Stochastic Gradient MCMC with Stale Gradients
This work addresses the challenge of efficient Bayesian inference in distributed settings, providing theoretical insights and validation for scalable SG-MCMC with stale gradients, which is incremental as it builds on existing SG-MCMC methods.
The paper tackles the problem of using stale gradients in stochastic gradient MCMC (SG-MCMC) for large-scale Bayesian learning, showing that while bias and MSE depend on staleness, estimation variance is independent of it, leading to a linear speedup in variance reduction with the number of workers in distributed systems.

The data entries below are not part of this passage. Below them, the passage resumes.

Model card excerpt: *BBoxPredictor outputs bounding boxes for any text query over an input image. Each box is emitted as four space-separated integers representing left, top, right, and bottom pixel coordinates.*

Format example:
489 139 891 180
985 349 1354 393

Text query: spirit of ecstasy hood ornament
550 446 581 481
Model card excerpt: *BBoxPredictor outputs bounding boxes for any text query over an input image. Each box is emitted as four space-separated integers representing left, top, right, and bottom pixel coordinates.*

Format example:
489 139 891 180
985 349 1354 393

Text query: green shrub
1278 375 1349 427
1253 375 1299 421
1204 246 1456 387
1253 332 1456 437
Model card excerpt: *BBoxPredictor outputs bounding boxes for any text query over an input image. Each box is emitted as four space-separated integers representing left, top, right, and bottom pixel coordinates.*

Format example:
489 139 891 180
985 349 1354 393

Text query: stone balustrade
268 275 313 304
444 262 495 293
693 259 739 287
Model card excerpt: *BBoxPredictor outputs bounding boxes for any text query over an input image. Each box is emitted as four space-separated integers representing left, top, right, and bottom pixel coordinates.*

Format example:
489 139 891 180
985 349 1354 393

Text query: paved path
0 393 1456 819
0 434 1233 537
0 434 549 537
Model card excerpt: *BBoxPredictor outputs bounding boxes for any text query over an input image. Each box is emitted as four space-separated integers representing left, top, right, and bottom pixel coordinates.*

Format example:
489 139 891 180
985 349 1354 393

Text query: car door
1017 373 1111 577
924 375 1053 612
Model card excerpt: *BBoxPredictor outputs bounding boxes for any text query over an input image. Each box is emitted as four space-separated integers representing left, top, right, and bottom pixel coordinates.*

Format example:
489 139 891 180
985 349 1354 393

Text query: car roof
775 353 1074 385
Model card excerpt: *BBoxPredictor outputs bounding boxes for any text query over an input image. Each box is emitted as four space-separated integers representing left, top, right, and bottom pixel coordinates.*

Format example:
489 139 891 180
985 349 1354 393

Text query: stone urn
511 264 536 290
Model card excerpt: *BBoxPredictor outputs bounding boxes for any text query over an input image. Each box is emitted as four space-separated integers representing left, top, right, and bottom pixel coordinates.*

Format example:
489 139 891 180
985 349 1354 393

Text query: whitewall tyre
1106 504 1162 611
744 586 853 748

Stochastic gradient MCMC (SG-MCMC) has played an important role in large-scale Bayesian learning, with well-developed theoretical convergence properties. In such applications of SG-MCMC, it is becoming increasingly popular to employ distributed systems, where stochastic gradients are computed based on some outdated parameters, yielding what are termed stale gradients. While stale gradients could be directly used in SG-MCMC, their impact on convergence properties has not been well studied. In this paper we develop theory to show that while the bias and MSE of an SG-MCMC algorithm depend on the staleness of stochastic gradients, its estimation variance (relative to the expected estimate, based on a prescribed number of samples) is independent of it. In a simple Bayesian distributed system with SG-MCMC, where stale gradients are computed asynchronously by a set of workers, our theory indicates a linear speedup on the decrease of estimation variance w.r.t. the number of workers. Experiments on synthetic data and deep neural networks validate our theory, demonstrating the effectiveness and scalability of SG-MCMC with stale gradients.